Special Watergate prosecutor Archibald Cox also declined to comment yesterday on whether his office will seek any or all of the taped White House conversations. However, it is expected that he also will ask for tapes of conversations between Mr. Nixon and Dean, and for certain other tapes, including one of a talk that Dean said former domestic adviser John D. Ehrlichman had with the President concerning executive clemency for convicted Watergate conspirator E. Howard Hunt.
According to Butterfield's testimony yesterday, all conversations were automatically taped in the White House Oval office where the President customarily receives official visitors ranging from personal friends and American business, political and labor leaders to foreign dignitaries.
Butterfield said Mr. Nixon's Executive Office Building office also is wired so that the sound of a voice automatically activates a recorder.
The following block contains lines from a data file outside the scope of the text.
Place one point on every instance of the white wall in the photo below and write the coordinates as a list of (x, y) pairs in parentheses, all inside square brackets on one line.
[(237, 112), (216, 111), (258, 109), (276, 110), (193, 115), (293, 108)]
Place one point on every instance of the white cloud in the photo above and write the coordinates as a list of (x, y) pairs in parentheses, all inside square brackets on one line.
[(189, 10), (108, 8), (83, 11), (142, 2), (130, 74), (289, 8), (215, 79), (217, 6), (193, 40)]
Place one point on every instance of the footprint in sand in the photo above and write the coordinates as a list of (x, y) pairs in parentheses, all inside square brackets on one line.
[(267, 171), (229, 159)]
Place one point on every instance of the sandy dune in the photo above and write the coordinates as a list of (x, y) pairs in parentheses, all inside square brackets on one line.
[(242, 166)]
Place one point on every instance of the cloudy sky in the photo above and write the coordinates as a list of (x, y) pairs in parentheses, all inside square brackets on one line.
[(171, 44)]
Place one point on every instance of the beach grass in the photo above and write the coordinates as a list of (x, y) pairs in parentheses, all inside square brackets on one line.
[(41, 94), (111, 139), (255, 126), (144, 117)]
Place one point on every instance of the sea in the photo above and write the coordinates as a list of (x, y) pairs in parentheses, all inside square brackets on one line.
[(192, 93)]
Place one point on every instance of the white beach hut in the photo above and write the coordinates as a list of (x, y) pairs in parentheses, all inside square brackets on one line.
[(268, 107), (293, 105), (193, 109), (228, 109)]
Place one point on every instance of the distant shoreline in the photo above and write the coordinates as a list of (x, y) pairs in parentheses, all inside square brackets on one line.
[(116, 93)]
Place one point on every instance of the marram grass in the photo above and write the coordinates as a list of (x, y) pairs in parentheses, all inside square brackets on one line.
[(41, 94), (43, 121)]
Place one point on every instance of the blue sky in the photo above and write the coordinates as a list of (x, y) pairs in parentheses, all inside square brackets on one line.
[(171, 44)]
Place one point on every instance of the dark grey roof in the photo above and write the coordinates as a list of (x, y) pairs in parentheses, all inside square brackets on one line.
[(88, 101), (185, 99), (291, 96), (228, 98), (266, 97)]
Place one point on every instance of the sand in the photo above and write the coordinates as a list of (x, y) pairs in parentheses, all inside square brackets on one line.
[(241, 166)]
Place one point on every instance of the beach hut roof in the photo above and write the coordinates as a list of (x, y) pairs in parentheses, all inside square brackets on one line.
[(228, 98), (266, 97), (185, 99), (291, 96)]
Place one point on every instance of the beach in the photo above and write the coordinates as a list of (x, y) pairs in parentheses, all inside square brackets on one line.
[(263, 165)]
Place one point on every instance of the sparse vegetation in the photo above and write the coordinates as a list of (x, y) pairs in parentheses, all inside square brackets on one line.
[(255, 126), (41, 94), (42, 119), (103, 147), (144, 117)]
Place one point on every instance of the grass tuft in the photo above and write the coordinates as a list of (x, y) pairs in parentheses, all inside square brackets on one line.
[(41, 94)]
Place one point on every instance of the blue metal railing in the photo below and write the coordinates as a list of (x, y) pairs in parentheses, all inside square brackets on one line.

President Nixon is said to enjoy the solitude of the Executive Office Building office but he has staff meetings there occasionally as well as in the White House Oval Office.
Butterfield said that meetings attended by the President in the cabinet room in the west wing of the White House also were taped by a manually operated recorder.
Four telephones -- in the Oval Office, the Executive Office Building office, the Lincoln sitting room in the residential quarters of the White House and on President Nixon's desk in his study in Aspen cabin at Camp David -- also are wired to tape all conversations held over them.